Между тем на Марусино гнездышко обрушился яростный шквал огня.
Стреляли, похоже, по ним, как успевал второпях подмечать Джордж, из автоматов, пулеметов, скорострельных гаубиц, а также из передвижных зенитных противокомплексов, и также ракетами из летающих крепостей типа «Апачи».
Падая, крупье успел прокричать влюбленным «ложись!», но то ли они его не услышали или не поняли, а то ли услышали, но пропустили – факт, они продолжали парить, выказывая полнейшее безразличие к происходящему.
Лежа на старом и пыльном с клопами ковре под визжащим и обжигающим градом свинца, под жалящими брызгами штукатурки со стен, осколками стекла и щепами мебели, Джордж навсегда расставался с Жизнью – как Одиссей с Навзикаей: без пошлых упреков и слез.
С присущим ему оптимизмом он представлял, как на смену этой, дурацкой, приходит другая, понятная и осмысленная.

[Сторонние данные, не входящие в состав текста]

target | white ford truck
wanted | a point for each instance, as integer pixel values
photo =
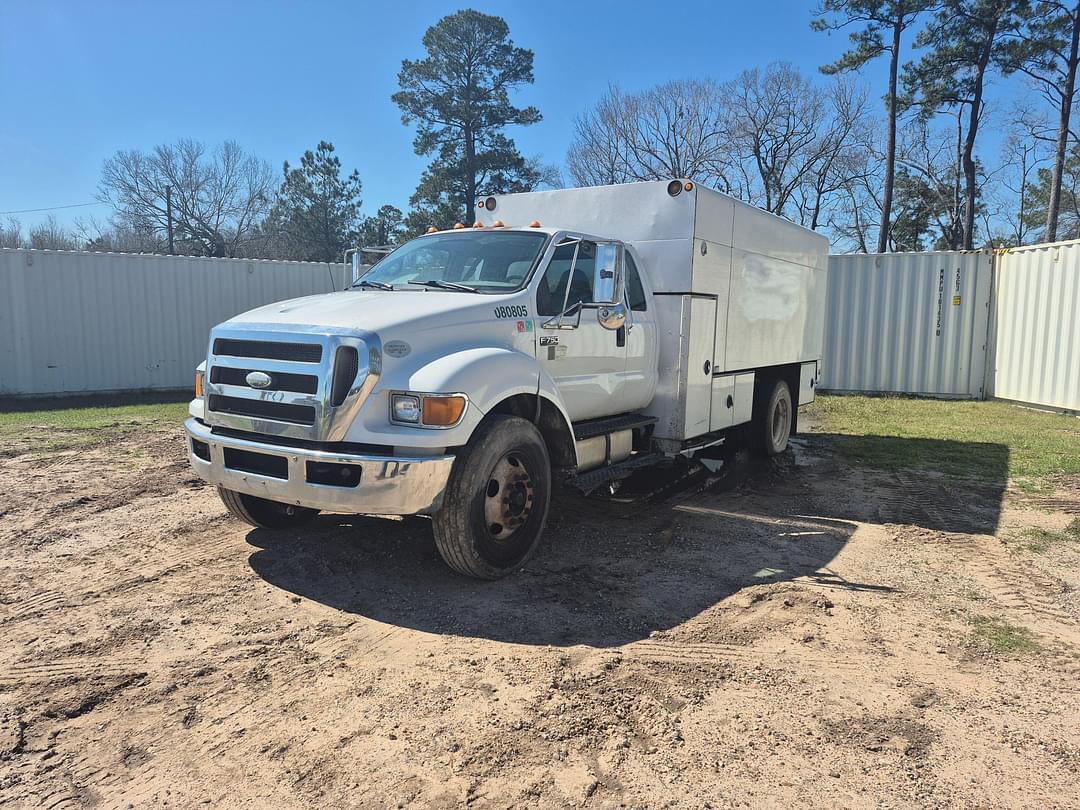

В его воспаленном мозгу чередой пронеслись картинки из детства, отрочества, юности и зрелого периода пребывания на этой земле; вспыхнули и погасли милые образы папаши Арарата, мамаши Лэваны, дядюшки Азнавура, тетушки Дувдеван; помелькали и пожухли лица друзей и рыла врагов.
У друзей, как он заметил, на глазах были слезы, враги – ухмылялись!
Замыкала парад фантомов согбенная, костлявая и безобразная старуха, в которой он с удивлением признал свою юную и прекрасную женушку Луизу: за ночь она постарела лет на шестьсот!